彼らにとっては『楽園病』の実在こそが、黙示録に説得力を持たせるものであった。彼らの教義に則って解釈するのであれば永遠の天国に至った者たちの精神が肉の檻たる、人間の体に戻ってくることなど絶対にあってはならないことなのだ。
教義の破綻は、黙示録教団の破滅をもたらし、αテックの壊滅にも繋がる…………だから、彼らは人為的な『最後の審判』を実行した。しかも………それを、よりによってオメガコーポの製品を使ってである。

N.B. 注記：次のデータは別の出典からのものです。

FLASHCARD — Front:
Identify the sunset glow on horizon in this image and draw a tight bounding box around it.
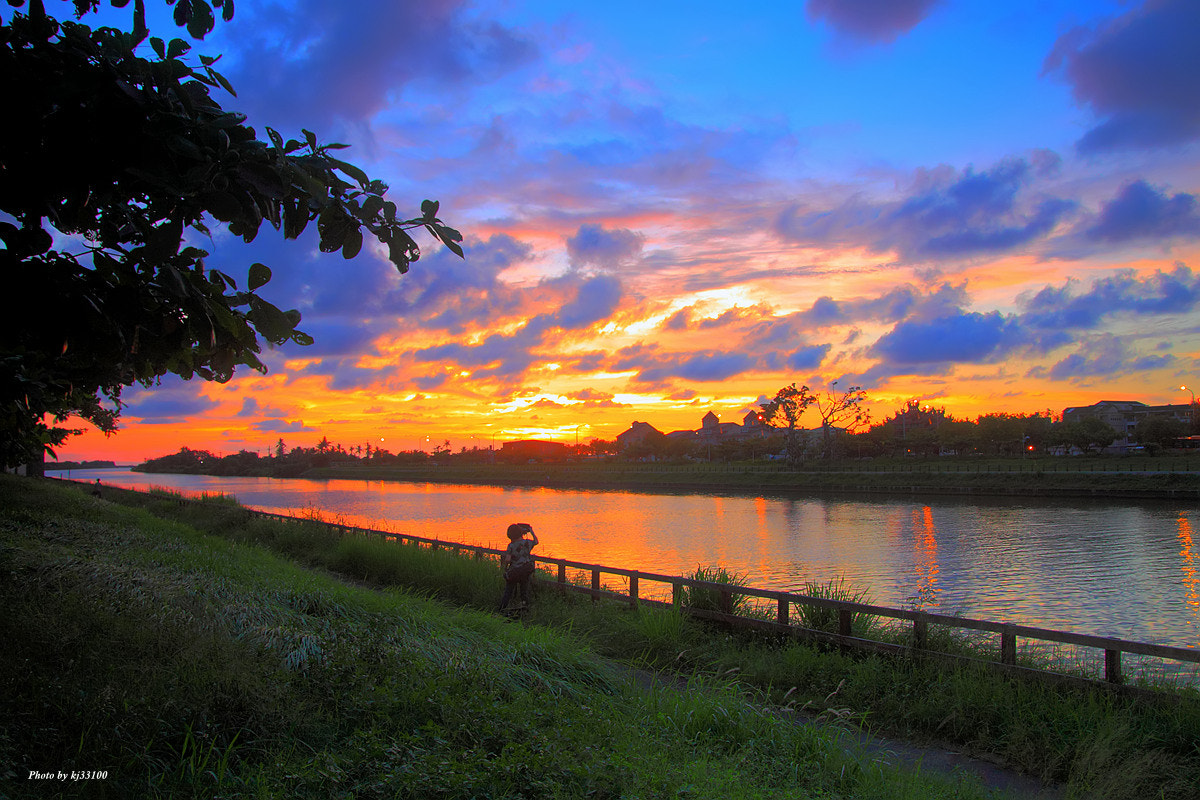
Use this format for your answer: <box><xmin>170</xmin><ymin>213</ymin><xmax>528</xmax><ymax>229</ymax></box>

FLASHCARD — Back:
<box><xmin>28</xmin><ymin>0</ymin><xmax>1200</xmax><ymax>463</ymax></box>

アンドロイドが人間たちを殺す地獄絵図。…………そして更に疑心暗鬼になった人間が人間を殺す…………狂騒。穏やかだったコロニー『詩編-96』は、互いが互いを憎しみ殺しあう、地獄の牢獄となってしまった。
研究所の扉を叩く音。反応が無いせいか、鈍器のような物で叩きだしている。機密性保持の観点から非常に堅牢な特殊な扉を採用しているが、とはいえ暴徒がここに侵入してくるまで間もない。

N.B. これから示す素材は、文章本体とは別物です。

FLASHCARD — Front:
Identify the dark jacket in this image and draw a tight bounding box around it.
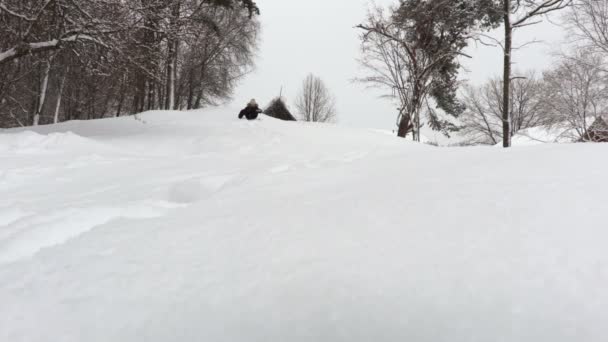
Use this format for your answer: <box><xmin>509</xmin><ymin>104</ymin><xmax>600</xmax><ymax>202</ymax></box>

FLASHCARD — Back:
<box><xmin>239</xmin><ymin>105</ymin><xmax>262</xmax><ymax>120</ymax></box>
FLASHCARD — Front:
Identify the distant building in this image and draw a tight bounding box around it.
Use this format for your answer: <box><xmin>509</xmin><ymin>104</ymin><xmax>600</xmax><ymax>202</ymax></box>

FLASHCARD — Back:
<box><xmin>583</xmin><ymin>116</ymin><xmax>608</xmax><ymax>142</ymax></box>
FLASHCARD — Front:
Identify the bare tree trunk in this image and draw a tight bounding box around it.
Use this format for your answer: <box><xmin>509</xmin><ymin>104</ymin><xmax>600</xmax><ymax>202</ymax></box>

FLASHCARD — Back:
<box><xmin>53</xmin><ymin>67</ymin><xmax>70</xmax><ymax>124</ymax></box>
<box><xmin>397</xmin><ymin>114</ymin><xmax>412</xmax><ymax>138</ymax></box>
<box><xmin>502</xmin><ymin>0</ymin><xmax>513</xmax><ymax>148</ymax></box>
<box><xmin>165</xmin><ymin>0</ymin><xmax>181</xmax><ymax>110</ymax></box>
<box><xmin>116</xmin><ymin>73</ymin><xmax>127</xmax><ymax>117</ymax></box>
<box><xmin>32</xmin><ymin>57</ymin><xmax>53</xmax><ymax>126</ymax></box>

「いいかい、クオーレ。よく聞くんだ。これは、悪い夢だ」
「でも、パパ。………人が死んでマス」
「…………クオーレは、魔法を信じるかい?」
「信じマセン。何故なら……物語の中にシカ……存在しないからデス」
「いままで、君に機械論的唯物論しか教えてこなかったことを詫びるよ。研究者の悪い癖だ。クオーレにも異なる世界や概念がある事を教えてあげるべきだった。でもね、魔法は存在するんだ。その証拠に、パパとママは実は魔法使いなんだ」
「うっ、嘘なのデス………」
パパはにやりと笑って、いままでに見たことがない奇妙な動きで左右の手を振り回す。まるでそのパパの姿は指揮棒を振るうコンサートマスターそのものだった。そして…………力強く握りしめていた右手を開くと…………そこには…………っ!

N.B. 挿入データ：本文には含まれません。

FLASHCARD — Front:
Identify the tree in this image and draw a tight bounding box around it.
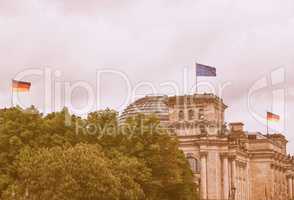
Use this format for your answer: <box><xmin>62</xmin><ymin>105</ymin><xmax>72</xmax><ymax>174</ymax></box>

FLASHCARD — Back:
<box><xmin>4</xmin><ymin>144</ymin><xmax>148</xmax><ymax>200</ymax></box>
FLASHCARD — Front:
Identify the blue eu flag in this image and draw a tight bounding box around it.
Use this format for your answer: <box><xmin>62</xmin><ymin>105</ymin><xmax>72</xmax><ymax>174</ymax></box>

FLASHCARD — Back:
<box><xmin>196</xmin><ymin>63</ymin><xmax>216</xmax><ymax>76</ymax></box>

「うっ嘘なのデス……そんな事………絶対ッ……ありえないのデスッ………」
「でもね、あるんだよ。クオーレも今は信じられなくて良い。今起こっていることは、悪い魔女達が見せている悪夢なんだ。だからクオーレは目を覚ましたらこんな悪夢は消えているんだ。だけど………その前に、パパとママはこれから悪い夢を見せる魔女達を倒さなければならない。…………だからその前にクオーレ。おまえを………異世界に送るよ」
「異世界…………?」
「………こことは違う世界よ。クオーレちゃんもデータや、絵本でしかしらない世界。本物の緑が生い茂り、生き物が息づき、わくわくする冒険ができる世界なの」
「デモ……お本の世界の冒険の物語にはドラゴンとか、巨人とか怖いのもいたデス………」
「これは。パパとママだけの秘密にしていたことなんだ。いままで、隠し事をしていてごめんね。実はクオーレは凄く強いんだ! 本当のクオーレは局地殲滅型の最強アンドロイドっ。どんなドラゴンや、アンデッドや、宇宙人や、幽霊が出てきたって、クオーレなら倒せるんだよ。クオーレは最強なんだ! パパとママの子が弱いはずが無いんだっ! だから信じてっ!」
「最強ノ…………局地殲滅型………セクサロイドッ!」
「うん。そうね。だから、あなたは異世界であなたが好きになった人と恋をすることだってできるのよ。それだけじゃない、その世界ではクオーレ君は新たな名と人生を持つの。あの窓の外からみえるあの綺麗な丸いお星様の名前を呼んでごらん」
「………セレネ」
「そう。そして…………異世界に通じるための合言葉。…………そしてクオーレちゃん。あなたが異世界で過ごす時の名前よ」
「きっと、新しい世界は楽しいことでいっぱいだ。怖い事なんて何一つないんだ。かわいい服に、素敵なお友達、美味しいご飯に、優しい人々、そしてきっと白馬に乗った王子様にだって会える!…………だからパパとママを信じて!」
「………うん」
扉の外で激しい機械音。扉をこじ開けるために何らかの機械を持ち出してきたようだ。パパとママはそれをみて焦っているようにも感じる。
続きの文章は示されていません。